Bununla birlikte, özellikle 1990'larda insan haklarını ihlal eden bir ülke olarak algılanmasının önemli nedenleri arasında, 1987'de Avrupa İnsan Hakları Komisyonu'na bireysel başvuru hakkının (1) kabul edilmesi ve takibindeki başvurular, Soğuk Savaş sonrası Sovyetler Birliği'nin dağılması ve Doğu Avrupa'da oluşan yeni düzen sonrası Türkiye'nin stratejik önemini kaybetmesi yer alır (2).
Bireysel başvuru hakkının tanınması, aynı zamanda, hakların sınırlarının devlet tarafından belirlendiği ulusal hukuk kültürünün değişmesini, bireylerin bireyselliklerinin ve buna bağı haklarının farkına varmalarını sağlamıştır.
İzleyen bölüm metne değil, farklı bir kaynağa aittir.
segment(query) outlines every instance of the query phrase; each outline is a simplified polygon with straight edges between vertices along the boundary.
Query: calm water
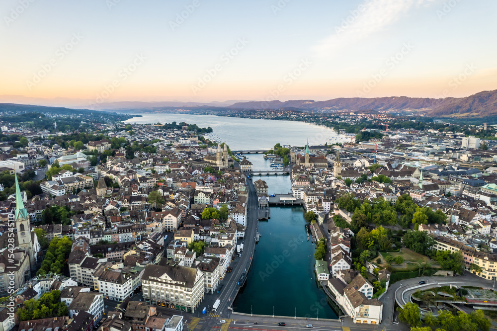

Adaylık sürecinde, AB'nin demokrasi, insan hakları ve adaletten sorumlu siyasi kurumlarının hükümete yaptığı uyarılar, danışmanlıklar ve baskılar da bu bilinçlenmenin etkilerini artırmış ve insan hakları sorunlarının etkin çözümü için, Avrupa Komisyonu ve Avrupa Konseyi temsilcilerinin, kamu ve sivil toplum yetkililerinin ve akademisyenlerin bir araya gelip fikir üretmelerini sağlamıştır.
İnsan haklarının tartışma konusu haline gelmesi ve AB'nin kurulması, İkinci Dünya Savaşı sonrasında gerçekleşmiştir ve bu durum, iki farklı insan hakları sistemin ortaya çıkmasına neden olmuştur. Evrensel İnsan Hakları Sistemi 1945'te Birleşmiş Milletler'in (BM) kurulmasıyla başlamış ve 10 Aralık 1948'de Evrensel İnsan Hakları Bildirgesi'nin imzalanmasıyla yürürlük kazanmıştır.
Bildirge, hukuksal bağlayıcılığı olmamasına rağmen ulusal hukuk düzenlerinde değişiklikler yapılmasını sağlamıştır. Ancak sömürgeciliğin sürdüğü bu dönemde birçok Afrika ve Asya ülkesi, oluşumunda yer almadıkları bir sisteme sonradan dahil oldukları için, 56. yılını kutladığımız Evrensel İnsan Hakları Bildirgesi'nin ve öngördüğü düzenin evrenselliği tartışmalıdır (3).
Avrupa İnsan Hakları Sistemi ise 4 Kasım 1950'de imzalanan Avrupa İnsan Hakları Sözleşmesi ile belgelenmiştir ve bu sözleşme, Avrupa Konseyi üyesi her ülkenin uymakla yükümlü olduğu ilk uluslararası antlaşmadır. Avrupa İnsan Hakları Sistemi'nin Evrensel İnsan Hakları Sistemi'ne göre daha etkili olması, sistemin Avrupa İnsan Hakları Mahkemesi adı verilen yargısal bir denetim mekanizması kurmuş olmasının yanı sıra, Jean Monnet, Robert Schumann, Konrad Adenauer gibi AB'nin sosyal girişimcilerinin Avrupa Ekonomik ve Çelik Topluluğu'nun kuruluşundan itibaren öngördükleri ekonomik ve siyasi Avrupa bütünleşmesinin bir sonucudur.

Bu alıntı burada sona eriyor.